How is mobile technology influencing human behavior and changing societies? In Japan and China, there is a real sense of an increasing generation gap. In China, it is very marked because they have vast numbers of only children moving from the countryside to the cities. In many aspects they lack the traditional family structure, so it is important to use the mobile phone to keep in touch with the family they do have. In Japan, the more contacts people have in their phones, the looser those relationships are. People even 10 years older remember having fewer friends but stronger friendships.

Why has the mobile phone taken off? This is a period of unprecedented mobility. People are moving more–whether it’s to commute, or as refugees or migrants to the cities. The mobile is answering the demands this mobility throws up.

What surprised you most in your research? Going to places that didn’t already have telephones and the Internet and then seeing the enormous impact the recent acquisition of a mobile phone could have. In Dubai, mobile phones haven’t made an enormous difference to wealthy property owners, but they have to the porters who work around the harbor or to traders on wooden ships going between east Africa and the Middle East. Traders, for instance, can now find out about shipping news and who’s selling what to whom.

How has text messaging affected the use of language?
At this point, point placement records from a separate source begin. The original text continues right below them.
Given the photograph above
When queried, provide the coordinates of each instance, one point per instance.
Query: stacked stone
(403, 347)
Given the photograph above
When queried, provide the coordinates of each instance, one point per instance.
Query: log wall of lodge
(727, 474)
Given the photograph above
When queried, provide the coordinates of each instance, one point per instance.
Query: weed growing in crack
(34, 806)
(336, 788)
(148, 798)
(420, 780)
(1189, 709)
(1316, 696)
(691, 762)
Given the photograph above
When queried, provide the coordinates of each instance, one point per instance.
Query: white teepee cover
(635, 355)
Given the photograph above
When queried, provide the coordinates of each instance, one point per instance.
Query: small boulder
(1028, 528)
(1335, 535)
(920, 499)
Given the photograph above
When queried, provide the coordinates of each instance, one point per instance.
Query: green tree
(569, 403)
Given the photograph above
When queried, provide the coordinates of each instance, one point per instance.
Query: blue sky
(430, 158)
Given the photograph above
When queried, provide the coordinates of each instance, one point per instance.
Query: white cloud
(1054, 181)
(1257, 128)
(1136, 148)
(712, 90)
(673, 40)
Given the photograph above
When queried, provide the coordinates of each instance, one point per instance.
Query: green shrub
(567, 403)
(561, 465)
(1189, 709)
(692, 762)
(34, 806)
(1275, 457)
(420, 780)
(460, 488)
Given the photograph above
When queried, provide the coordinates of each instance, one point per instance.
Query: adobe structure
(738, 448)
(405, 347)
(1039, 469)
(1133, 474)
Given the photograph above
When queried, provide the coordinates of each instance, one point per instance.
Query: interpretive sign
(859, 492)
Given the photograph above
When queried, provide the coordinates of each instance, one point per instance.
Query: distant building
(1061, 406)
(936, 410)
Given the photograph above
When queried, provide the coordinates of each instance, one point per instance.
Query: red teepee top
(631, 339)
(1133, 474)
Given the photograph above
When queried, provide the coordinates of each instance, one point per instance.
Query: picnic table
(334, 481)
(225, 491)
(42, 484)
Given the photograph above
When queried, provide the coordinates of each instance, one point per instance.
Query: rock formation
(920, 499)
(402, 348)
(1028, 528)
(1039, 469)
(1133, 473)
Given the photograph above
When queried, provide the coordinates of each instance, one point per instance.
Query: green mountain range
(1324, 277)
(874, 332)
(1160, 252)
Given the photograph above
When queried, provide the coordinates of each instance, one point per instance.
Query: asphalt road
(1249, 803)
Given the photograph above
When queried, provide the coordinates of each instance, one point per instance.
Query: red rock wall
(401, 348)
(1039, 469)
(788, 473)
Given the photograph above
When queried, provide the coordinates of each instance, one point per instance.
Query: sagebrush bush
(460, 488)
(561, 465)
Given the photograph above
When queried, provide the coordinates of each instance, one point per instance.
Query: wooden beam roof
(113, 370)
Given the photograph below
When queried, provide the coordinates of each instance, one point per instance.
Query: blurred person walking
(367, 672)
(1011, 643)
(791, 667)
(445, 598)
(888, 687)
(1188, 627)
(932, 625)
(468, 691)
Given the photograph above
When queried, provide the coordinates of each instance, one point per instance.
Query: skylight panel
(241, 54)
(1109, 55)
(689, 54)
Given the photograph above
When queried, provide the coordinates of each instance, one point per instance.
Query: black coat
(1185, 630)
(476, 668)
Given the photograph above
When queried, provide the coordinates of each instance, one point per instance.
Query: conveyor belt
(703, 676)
There’s an incredible collision going on. It’s almost like kids are choosing from a menu of languages and picking the most efficient way to express themselves. In Birmingham, kids use a bit of Afro-Caribbean with a bit of Urdu or Punjabi, a bit of Arabic, a bit of English.

What are mobiles doing to people’s thumbs? Kids have started to use their thumbs instead of index fingers for other things like ringing doorbells and pointing. In Japan, people talk about the under-20s as the thumb generation.